Originally called Terres Point Battery when it was built in 1780, it was renamed in 1815 in honour of the third son, Prince William, Duke of Clarence of King George III. Ten gun mountings allowed the battery to fire in two directions, a magazine and Guard Room was also built. The original guns were later replaced with 2x 5-inch guns on Vavasseur mountings at the tip of the battery. During the occupation, a triple 3.7cm flak battery was installed along with machine guns and a 60cm searchlight.

===Cemetery===
A military cemetery was created and housing graves of British soldiers and sailors from the 19th and 20th-centuries. It is also the final resting place of 111 German soldiers and sailors. The cemetery is War Department property and contains war graves of both world wars. The Commonwealth War Graves Commission lists all 136 military graves in the cemetery, irrespective of nationality.

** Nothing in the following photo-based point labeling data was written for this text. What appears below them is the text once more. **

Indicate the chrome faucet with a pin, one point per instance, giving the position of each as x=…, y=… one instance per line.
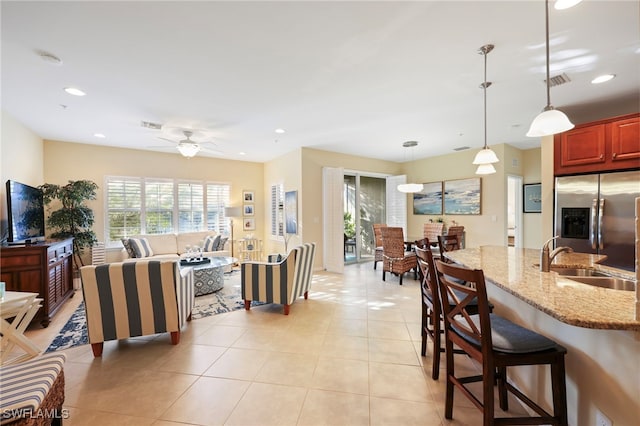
x=546, y=258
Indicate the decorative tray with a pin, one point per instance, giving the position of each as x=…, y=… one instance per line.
x=194, y=262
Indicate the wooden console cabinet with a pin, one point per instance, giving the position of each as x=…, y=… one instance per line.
x=605, y=145
x=43, y=268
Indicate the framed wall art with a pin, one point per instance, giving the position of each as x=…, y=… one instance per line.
x=248, y=196
x=462, y=196
x=429, y=200
x=248, y=224
x=291, y=212
x=532, y=198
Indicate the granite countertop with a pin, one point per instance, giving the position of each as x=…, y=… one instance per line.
x=517, y=271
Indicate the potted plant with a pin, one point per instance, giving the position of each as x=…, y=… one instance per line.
x=73, y=218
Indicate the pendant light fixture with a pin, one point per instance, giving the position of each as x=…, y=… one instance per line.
x=410, y=187
x=485, y=157
x=550, y=121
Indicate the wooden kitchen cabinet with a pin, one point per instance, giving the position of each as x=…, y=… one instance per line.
x=44, y=268
x=605, y=145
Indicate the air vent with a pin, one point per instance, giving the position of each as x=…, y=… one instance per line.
x=150, y=125
x=558, y=80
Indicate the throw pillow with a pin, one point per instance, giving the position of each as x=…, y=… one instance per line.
x=223, y=241
x=128, y=248
x=141, y=247
x=211, y=243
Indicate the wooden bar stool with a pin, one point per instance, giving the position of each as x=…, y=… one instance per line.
x=496, y=343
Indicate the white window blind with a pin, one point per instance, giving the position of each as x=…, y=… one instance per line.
x=159, y=202
x=138, y=205
x=217, y=199
x=124, y=208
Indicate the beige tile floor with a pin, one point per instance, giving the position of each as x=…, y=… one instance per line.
x=349, y=355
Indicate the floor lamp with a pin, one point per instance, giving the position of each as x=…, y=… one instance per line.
x=232, y=212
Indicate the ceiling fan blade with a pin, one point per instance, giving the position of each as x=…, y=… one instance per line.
x=168, y=140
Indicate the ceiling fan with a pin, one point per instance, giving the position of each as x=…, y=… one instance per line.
x=188, y=147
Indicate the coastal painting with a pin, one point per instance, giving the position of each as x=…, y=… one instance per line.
x=462, y=196
x=429, y=200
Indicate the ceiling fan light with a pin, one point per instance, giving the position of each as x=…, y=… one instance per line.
x=485, y=169
x=485, y=156
x=188, y=149
x=549, y=122
x=410, y=187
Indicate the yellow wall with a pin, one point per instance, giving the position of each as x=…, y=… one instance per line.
x=72, y=161
x=21, y=159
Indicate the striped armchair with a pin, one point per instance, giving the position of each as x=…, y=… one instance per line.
x=281, y=282
x=130, y=299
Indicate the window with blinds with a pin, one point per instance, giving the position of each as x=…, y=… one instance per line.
x=217, y=199
x=124, y=208
x=190, y=206
x=277, y=210
x=159, y=206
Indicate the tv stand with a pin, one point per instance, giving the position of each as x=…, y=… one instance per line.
x=44, y=268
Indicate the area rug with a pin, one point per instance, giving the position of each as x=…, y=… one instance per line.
x=74, y=332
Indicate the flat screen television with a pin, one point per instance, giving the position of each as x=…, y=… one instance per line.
x=25, y=212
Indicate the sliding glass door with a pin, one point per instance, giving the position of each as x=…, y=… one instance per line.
x=364, y=205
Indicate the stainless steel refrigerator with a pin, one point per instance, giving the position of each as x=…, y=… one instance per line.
x=595, y=214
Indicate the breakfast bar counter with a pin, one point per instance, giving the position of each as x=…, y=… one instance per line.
x=517, y=271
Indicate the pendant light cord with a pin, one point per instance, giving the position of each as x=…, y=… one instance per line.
x=546, y=9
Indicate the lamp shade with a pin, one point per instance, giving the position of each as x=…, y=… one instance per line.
x=188, y=149
x=232, y=212
x=549, y=122
x=485, y=169
x=485, y=156
x=410, y=187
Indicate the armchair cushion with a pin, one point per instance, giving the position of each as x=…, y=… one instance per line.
x=281, y=282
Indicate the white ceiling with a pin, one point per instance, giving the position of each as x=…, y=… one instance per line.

A register of Baptisms and Burials was maintained by the Garrison Chaplain at Fort George between 1794 and 1810 and is held in the island archives. The Register can be consulted at the Priaulx Library.

== Access and current use ==
Access to the site is possible although much of the land is now in private hands. The majority of the minor buildings were demolished and the remainder has been incorporated into houses. The original main gate is complete and provides vehicle access to the estate. There are car parks at the bottom of the Belvedere field and the cemetery.

From the Valette bathing places, one can walk along to the aquarium, which is built inside a tunnel under the fort, and climb the steps up to the Clarence battery, from where one can access the fort and the cemetery. UPDATE 2020 - the steps are currently closed due to landslip and the paths from the south or bottom of Val Des Terres / Postern gate should be used instead. UPDATE 2025 - The steps have since been re-opened.

The main road leading from St Peter Port to the fort is Le Val des Terres which was opened in 1935 by Le Prince de Galles. Before that, the approach was via George Road.